Thanksgiving Dinner Prayers
2015 brings many things to the Thanksgiving table, as it were. The Matriarchs usually set the tone as what goes on at the Thanksgiving table, but things like the prayer for the meal now sounds quite different than it used to. It sounds like American Idol auditions;
Little 4-year-old Susie – Dear Lowd,
25-year-old Agnostic Trent – (Gives his own commentary throughout the prayer “tryouts”, and begins with a raspberry)
Sophie – Trent, please. Continue, Susie.
Susie – Pwease bwess the food and Aunt Sophie, and remember I’ve been a good gowl this yeaw. I want an Ipad and a Bawbie aiwpwane.
Trent – (snickers) Santa god, priceless.
Sophie – Who’s next?
The 15-year-old self-proclaimed rapper, Lil Player – Yo, Big G, this is Lil Player. A shout out to Sophie…
Trent – Wow…
Sophie – Praise the Lord :softly: I think, continue.
Lil Player – and Yo Big G, Bless all the righteous food we have here and a shout out to all my ladies. Make em multiply, Big G like you did with the loaves and the fishes, and make one of them look like Selena Gomez. You do that for me, Big G and I’ll write a rap about you. This is Lil Player. Peace Out and Amens.
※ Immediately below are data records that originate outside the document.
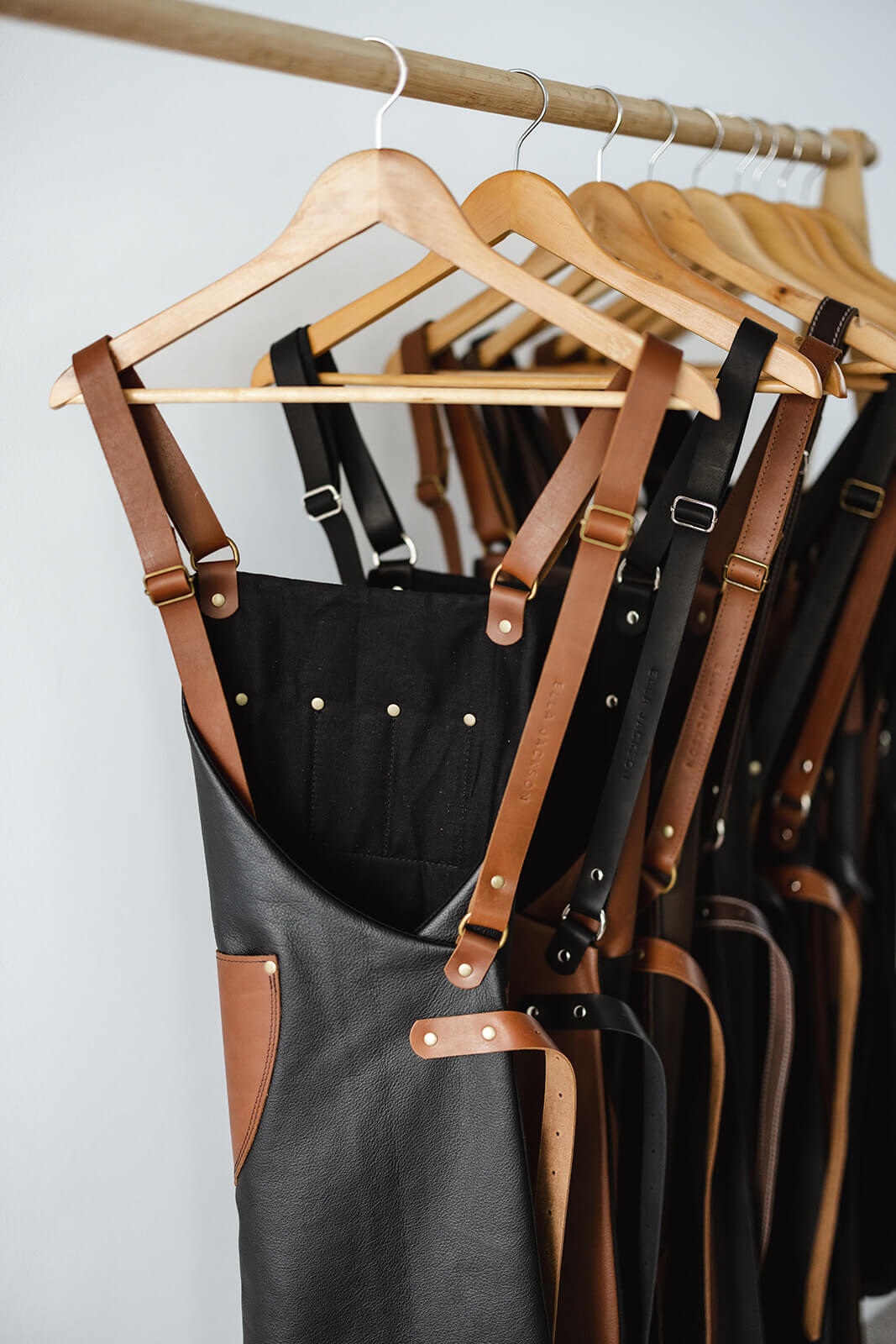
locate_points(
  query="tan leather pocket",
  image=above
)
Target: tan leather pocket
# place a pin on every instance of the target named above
(249, 991)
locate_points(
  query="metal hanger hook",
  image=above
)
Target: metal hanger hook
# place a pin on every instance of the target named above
(752, 154)
(758, 174)
(396, 94)
(817, 170)
(789, 165)
(661, 150)
(598, 175)
(716, 145)
(537, 120)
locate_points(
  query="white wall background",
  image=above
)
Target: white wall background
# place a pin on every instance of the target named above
(132, 178)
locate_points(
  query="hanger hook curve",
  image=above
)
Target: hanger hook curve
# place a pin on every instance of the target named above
(598, 175)
(396, 94)
(752, 154)
(789, 165)
(758, 174)
(661, 150)
(815, 171)
(716, 145)
(537, 120)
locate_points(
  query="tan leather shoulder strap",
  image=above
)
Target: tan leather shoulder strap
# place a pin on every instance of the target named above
(167, 581)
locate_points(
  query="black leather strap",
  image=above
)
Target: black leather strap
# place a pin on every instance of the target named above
(712, 447)
(637, 1222)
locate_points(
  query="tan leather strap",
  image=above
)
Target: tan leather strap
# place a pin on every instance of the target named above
(432, 454)
(501, 1032)
(810, 886)
(167, 581)
(728, 914)
(658, 958)
(745, 577)
(606, 528)
(550, 522)
(793, 799)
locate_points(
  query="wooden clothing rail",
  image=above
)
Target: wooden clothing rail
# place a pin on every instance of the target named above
(289, 49)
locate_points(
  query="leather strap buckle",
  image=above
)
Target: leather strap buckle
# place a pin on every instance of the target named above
(611, 512)
(700, 517)
(862, 497)
(181, 597)
(328, 512)
(747, 586)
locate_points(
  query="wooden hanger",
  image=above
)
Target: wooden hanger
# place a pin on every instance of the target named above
(391, 187)
(528, 205)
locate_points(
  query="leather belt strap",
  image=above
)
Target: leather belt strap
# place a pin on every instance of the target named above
(606, 530)
(728, 914)
(165, 577)
(658, 958)
(681, 530)
(611, 1016)
(501, 1032)
(809, 886)
(317, 459)
(432, 452)
(862, 499)
(745, 575)
(793, 800)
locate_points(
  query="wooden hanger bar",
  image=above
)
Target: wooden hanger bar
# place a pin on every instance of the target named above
(251, 40)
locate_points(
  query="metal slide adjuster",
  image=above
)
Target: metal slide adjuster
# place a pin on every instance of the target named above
(331, 512)
(705, 522)
(853, 497)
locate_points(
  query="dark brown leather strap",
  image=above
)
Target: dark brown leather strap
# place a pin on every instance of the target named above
(745, 575)
(500, 1032)
(728, 914)
(810, 886)
(793, 799)
(606, 530)
(432, 452)
(167, 581)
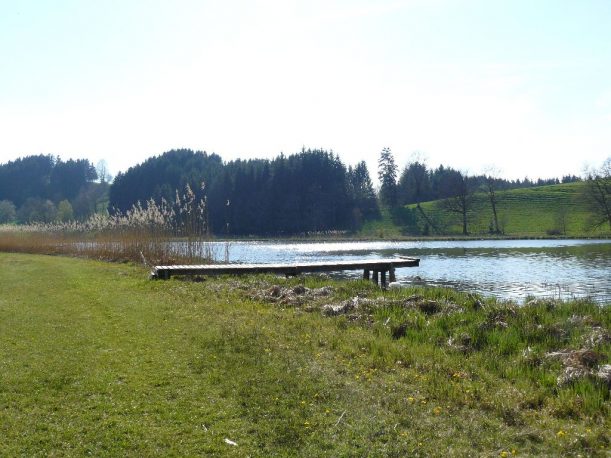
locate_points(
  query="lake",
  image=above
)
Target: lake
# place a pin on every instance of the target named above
(508, 269)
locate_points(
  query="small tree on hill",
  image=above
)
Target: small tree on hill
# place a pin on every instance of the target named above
(387, 173)
(461, 199)
(598, 194)
(8, 212)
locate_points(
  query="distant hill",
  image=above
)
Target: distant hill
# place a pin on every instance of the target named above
(554, 210)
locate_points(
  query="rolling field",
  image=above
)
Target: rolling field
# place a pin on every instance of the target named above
(555, 210)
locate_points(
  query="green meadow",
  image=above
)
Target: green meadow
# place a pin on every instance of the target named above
(555, 210)
(99, 360)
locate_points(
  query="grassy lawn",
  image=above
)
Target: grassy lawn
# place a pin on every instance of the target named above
(97, 359)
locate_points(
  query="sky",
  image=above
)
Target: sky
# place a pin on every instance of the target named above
(521, 86)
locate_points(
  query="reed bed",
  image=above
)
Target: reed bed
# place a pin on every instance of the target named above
(153, 233)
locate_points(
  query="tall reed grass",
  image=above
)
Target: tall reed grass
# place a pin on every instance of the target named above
(153, 233)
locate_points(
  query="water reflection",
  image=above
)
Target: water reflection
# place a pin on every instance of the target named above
(509, 269)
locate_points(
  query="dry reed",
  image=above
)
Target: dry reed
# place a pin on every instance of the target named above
(155, 233)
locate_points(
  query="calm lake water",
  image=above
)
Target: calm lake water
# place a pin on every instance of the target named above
(508, 269)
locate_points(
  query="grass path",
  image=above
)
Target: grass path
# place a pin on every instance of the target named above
(96, 359)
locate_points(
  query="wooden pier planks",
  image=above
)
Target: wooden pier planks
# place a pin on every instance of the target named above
(377, 266)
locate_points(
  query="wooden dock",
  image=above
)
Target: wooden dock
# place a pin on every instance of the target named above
(374, 269)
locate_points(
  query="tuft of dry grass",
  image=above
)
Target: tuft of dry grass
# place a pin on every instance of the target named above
(164, 233)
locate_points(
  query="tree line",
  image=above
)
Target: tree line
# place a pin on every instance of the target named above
(44, 188)
(308, 192)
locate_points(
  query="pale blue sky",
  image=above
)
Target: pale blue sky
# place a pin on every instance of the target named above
(524, 86)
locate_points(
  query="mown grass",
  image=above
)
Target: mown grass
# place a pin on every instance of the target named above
(555, 210)
(97, 359)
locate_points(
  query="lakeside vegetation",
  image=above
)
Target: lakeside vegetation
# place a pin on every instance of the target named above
(97, 359)
(313, 192)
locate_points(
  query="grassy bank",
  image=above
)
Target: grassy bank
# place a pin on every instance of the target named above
(544, 211)
(97, 359)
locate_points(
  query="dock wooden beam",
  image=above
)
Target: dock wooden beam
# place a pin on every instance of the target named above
(379, 267)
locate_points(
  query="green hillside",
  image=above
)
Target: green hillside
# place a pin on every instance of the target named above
(532, 212)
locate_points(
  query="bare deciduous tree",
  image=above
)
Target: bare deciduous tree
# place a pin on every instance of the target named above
(598, 194)
(461, 200)
(491, 187)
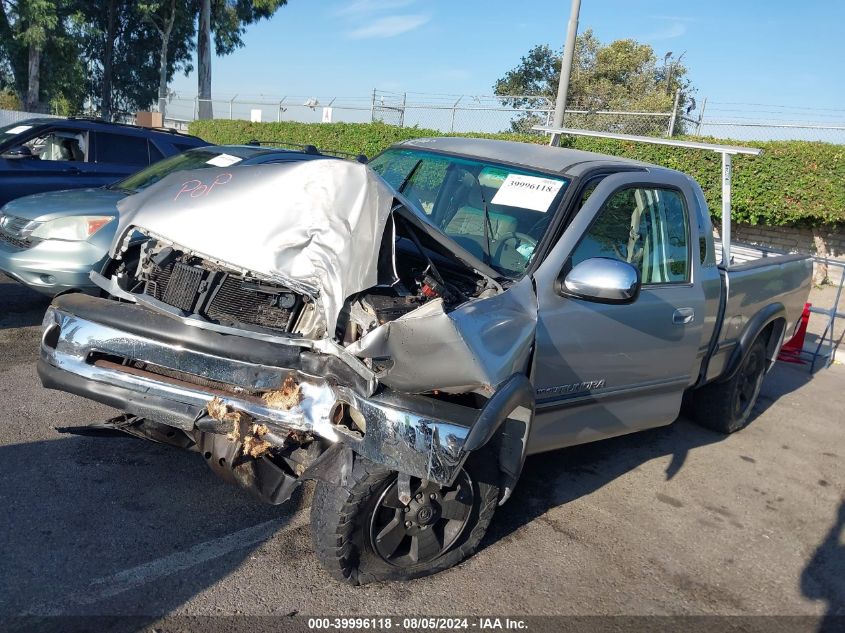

Sophie – Those were interesting prayers, I think I’ll pray now. Dear Lord, Bless the souls around the table of this Thanksgiving feast. We have much to be thankful for this year…
Trent – Here we go…
Sophie – Thank you for my wonderful family, even though many have strayed from the church, since this is such a worthy prayer, we’ll count this meal as a church service for them. So, thou can mark it down for them…
Trent – Not me (Rasberry).
Sophie – May you bless us with a Republican president that will build a border wall with scriptures on it that doesn’t raise our taxes. And we all said – even the Agnostics – Amen.
Trent – (Raspberry)
I could go on, but I’ll be you have stories to add to the comments below, right?
Thanksgiving Dinner – In Conclusion
We’ve had some crazy fun with this, but seriously – your family is special. They aren’t perfect, but they are your family. Take some time during the holidays to remember the good times and the things that people different than you bring into your life (especially family). Treasure what you have (even family), because one day they won’t be there. Family dynamics aren’t always optimal, either. I get that, but I hope you have friends that are like family. Treasure and enjoy today and what you have today.
Whatever you’ve got, be thankful for that. Tell them you love them. Enjoy the holidays as best as you can.
If not, start a blog. 😉
Note: This is written as faction – part fact, part fiction. Only I know which part is fact and which is fiction, so don’t worry if it’s about you or not (Family and Friends), just read and laugh.